An administrative oversight by Coeur d’Alene Mines Corp. cost the company $10 million in cash plus a share of the revenue from the sale of silver from its Rochester Mine near Lovelock.
The beneficiary: Vancouver’s Rye Patch Gold Corp., which jumped to stake claims on the property after Coeur Mining failed to make required federal maintenance payments in late 2011 on 447 claims covering 8,600 acres at Rochester.
Coeur Mining staked new claims on the property, and the two sides headed for the state courts to determine the ownership dispute.
Last week, executives of Idaho-based Coeur Mining said they agreed to settle the case for $10 million in cash. Rye Patch also will get a 3.4 net smelter royalty covering the sale of 39.4 million ounces of silver (or the equivalent in gold) from the Rochester Mine.
Coeur said it expects to pay off the royalty within four years, beginning next January.
Rye Patch Gold also got an option to buy a 19.5-acre claim about two miles west of the Rochester. The claim isn’t strategic to the Rochester operation, Coeur Mining said, but it’s next to a property that Rye Patch is exploring.

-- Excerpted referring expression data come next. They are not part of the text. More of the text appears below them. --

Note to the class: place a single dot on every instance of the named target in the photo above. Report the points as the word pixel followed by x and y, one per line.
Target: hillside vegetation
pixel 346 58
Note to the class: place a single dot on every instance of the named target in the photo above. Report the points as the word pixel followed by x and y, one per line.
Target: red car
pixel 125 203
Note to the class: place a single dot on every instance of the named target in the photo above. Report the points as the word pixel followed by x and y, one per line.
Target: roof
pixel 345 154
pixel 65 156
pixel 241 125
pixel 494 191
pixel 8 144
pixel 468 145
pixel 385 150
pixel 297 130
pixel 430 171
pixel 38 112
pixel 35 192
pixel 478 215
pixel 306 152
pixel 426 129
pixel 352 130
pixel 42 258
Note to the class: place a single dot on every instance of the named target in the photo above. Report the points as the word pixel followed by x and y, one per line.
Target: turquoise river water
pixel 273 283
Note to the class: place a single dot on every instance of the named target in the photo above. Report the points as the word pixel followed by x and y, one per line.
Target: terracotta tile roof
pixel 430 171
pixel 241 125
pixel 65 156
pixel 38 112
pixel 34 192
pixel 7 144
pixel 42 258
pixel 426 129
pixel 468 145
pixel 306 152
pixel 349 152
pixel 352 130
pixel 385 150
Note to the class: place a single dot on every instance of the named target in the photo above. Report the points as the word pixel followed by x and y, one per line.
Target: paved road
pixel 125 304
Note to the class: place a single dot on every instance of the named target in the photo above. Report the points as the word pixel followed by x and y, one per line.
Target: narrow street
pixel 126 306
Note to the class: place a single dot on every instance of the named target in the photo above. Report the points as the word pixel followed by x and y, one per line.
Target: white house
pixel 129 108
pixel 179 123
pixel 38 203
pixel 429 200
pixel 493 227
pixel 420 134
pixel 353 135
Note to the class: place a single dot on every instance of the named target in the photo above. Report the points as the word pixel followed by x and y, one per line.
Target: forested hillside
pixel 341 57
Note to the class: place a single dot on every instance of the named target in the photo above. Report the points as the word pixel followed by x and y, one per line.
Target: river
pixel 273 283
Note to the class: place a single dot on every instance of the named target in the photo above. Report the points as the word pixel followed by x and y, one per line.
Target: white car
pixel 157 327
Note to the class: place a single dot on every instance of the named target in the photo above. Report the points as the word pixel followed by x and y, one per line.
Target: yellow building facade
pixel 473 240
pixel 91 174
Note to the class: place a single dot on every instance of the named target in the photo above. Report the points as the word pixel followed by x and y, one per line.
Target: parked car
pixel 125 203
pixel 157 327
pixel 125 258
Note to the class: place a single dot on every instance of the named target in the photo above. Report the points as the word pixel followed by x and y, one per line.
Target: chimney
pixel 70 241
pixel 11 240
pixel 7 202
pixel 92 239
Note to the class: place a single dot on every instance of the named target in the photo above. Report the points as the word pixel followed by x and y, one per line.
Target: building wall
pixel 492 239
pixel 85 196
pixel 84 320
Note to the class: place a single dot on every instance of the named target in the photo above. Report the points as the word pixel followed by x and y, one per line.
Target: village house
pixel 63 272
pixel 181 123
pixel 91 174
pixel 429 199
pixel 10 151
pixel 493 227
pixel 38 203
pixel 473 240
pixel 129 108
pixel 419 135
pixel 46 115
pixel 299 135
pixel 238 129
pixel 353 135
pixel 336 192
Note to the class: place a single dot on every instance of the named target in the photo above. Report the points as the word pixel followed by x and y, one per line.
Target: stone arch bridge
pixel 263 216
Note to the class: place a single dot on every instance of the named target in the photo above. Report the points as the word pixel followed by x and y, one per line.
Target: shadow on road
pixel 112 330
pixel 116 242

Mitch Krebs, the president and chief executive of Coeur Mining, said the company was confident in its legal position in the claims dispute, but it wanted to get the matter behind it. He said the company expects later this year to announce plans to ramp up production at Rochester.
William Howald, the president and CEO of Rye Patch, said the settlement provides a stream of cash to help the company develop its properties along the Oreana trend of west-central Nevada.
Reno-based Erwin & Thompson LLP, led by Tom Erwin and Frank Thompson, served as U.S. counsel for Rye Patch.
Rochester produced 2.8 million ounces of silver and 38,066 ounces of gold in 2012 at an average operating cost of $9.62 per ounce of silver. At the end of last year, Rochester’s proven and probable reserves totaled approximately 44.9 million ounces of silver and 308,000 ounces of gold.